建築様式に関する知識はないので断定はできないが、通路の幅や壁と床の経年劣化からして、大規模且つ歴史ある建造物の中にいることが想像できる。


それほど大きく、由緒あるものだとしたら国の重要文化財に指定されていてもおかしくはない。

だが、僕の記憶の中に石組みの大きな建物で文化財に指定されているものは思い当たらない。知らないだけで、幾つかあるのかもしれないがそれでもここまで大きいものはないだろう。

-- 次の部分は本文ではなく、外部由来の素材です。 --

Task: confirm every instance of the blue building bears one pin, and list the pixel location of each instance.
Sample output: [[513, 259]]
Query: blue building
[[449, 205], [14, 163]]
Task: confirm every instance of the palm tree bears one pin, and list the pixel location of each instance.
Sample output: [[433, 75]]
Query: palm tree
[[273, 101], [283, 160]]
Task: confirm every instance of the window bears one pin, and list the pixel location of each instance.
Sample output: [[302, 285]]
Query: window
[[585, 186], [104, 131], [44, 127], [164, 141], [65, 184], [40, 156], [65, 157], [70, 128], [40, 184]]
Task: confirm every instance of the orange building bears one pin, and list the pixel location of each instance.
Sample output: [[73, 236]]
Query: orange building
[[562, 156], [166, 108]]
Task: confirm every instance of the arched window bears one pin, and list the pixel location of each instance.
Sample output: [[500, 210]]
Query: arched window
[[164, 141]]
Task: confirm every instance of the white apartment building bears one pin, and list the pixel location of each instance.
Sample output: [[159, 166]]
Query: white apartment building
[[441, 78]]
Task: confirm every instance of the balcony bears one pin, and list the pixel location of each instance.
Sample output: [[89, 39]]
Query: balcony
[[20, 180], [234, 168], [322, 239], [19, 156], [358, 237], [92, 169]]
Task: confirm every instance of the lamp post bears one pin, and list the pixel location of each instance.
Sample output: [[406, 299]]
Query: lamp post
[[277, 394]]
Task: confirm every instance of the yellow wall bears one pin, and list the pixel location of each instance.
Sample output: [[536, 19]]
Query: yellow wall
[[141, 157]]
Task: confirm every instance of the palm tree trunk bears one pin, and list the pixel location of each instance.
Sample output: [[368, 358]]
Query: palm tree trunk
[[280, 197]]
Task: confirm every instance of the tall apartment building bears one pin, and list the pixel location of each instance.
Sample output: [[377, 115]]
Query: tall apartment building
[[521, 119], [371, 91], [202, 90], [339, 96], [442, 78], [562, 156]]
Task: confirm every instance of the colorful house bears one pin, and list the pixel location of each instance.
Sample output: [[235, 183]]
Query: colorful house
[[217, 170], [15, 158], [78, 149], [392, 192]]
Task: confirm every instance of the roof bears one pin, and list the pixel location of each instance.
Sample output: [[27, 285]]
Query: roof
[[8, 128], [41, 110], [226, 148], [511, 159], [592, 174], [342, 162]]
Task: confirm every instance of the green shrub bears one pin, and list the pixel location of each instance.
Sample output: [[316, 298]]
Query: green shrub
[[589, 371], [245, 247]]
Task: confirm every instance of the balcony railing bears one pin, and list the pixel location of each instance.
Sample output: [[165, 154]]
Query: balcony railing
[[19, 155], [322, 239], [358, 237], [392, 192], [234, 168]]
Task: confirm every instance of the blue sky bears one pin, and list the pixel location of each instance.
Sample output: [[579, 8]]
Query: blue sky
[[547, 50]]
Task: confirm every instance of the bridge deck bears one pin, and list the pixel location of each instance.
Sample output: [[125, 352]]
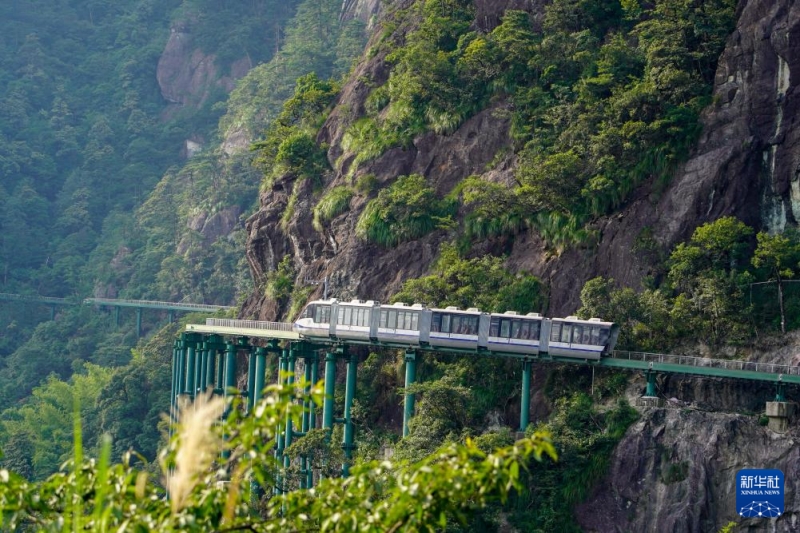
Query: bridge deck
[[37, 299], [246, 328], [675, 364]]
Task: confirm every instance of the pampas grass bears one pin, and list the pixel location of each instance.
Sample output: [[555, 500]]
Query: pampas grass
[[198, 445]]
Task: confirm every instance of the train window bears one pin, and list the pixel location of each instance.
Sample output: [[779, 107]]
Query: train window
[[566, 329], [525, 330], [323, 314], [555, 332], [535, 328], [604, 333], [577, 333]]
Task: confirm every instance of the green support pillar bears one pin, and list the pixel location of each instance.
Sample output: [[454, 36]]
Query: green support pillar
[[289, 429], [780, 392], [190, 368], [210, 365], [651, 384], [198, 368], [349, 430], [526, 396], [312, 415], [138, 322], [251, 379], [203, 383], [220, 383], [330, 383], [261, 367], [181, 377], [308, 406], [230, 367], [279, 440], [174, 386], [411, 376]]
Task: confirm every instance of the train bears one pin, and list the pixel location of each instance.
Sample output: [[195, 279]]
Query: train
[[417, 325]]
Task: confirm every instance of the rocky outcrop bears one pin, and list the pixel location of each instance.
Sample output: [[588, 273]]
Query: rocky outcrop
[[187, 76], [745, 164], [675, 472]]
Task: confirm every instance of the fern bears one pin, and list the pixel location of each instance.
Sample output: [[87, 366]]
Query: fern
[[335, 202]]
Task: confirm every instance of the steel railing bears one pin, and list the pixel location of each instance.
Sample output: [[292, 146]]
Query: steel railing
[[249, 324], [154, 303], [688, 360]]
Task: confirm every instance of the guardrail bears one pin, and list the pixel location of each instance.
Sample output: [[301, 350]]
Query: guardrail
[[153, 303], [42, 299], [704, 362], [249, 324]]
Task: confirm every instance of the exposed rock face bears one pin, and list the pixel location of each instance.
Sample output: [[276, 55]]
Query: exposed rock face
[[187, 76], [675, 472], [745, 164]]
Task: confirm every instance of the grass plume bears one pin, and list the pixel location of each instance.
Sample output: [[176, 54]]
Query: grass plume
[[198, 445]]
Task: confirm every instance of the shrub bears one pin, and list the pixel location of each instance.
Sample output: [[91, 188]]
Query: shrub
[[335, 202], [406, 210]]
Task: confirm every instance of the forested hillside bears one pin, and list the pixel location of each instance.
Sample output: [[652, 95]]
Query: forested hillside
[[99, 199], [628, 160]]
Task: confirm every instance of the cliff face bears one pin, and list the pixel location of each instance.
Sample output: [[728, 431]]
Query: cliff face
[[745, 164], [675, 471]]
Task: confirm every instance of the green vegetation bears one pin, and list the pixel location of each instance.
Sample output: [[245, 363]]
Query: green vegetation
[[290, 146], [605, 97], [209, 490], [335, 202], [480, 282], [707, 292], [96, 198], [406, 210]]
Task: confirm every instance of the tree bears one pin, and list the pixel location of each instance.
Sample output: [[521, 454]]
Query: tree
[[779, 255], [209, 490]]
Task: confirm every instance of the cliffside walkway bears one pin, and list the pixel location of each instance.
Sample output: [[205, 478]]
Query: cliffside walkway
[[118, 304], [204, 359]]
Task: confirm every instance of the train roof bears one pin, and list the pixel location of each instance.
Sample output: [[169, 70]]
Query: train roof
[[514, 314], [590, 321], [454, 309]]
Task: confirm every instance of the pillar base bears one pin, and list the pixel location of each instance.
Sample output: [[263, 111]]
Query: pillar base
[[780, 415], [650, 401]]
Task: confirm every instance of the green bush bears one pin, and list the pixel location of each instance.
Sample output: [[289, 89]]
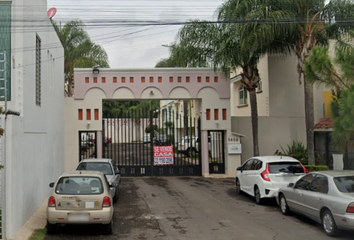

何しろ、通路の幅約5メートルに先の見えない大廊下。天井に至っては目視するのが困難なほどだ。歴史ある建物は城の形をとっていることが多いが、それすら怪しい。


少なくとも、ここは日本ではないのかもしれない。僕の記憶の中だと、現状の条件に合致する建造物はピラミッドくらいだが……連中が僕をそこに放り込む意図が見えないので、その線は限りなく薄いだろう。

まあ、まずは脱出しないことには始まらないか。


「……こっちか」


通路の先から、微かに気流を感じる。空気の流れ道があるということは、その方向に出口があるということに他ならない。

迷わないように、壁に手をついて歩き始めた。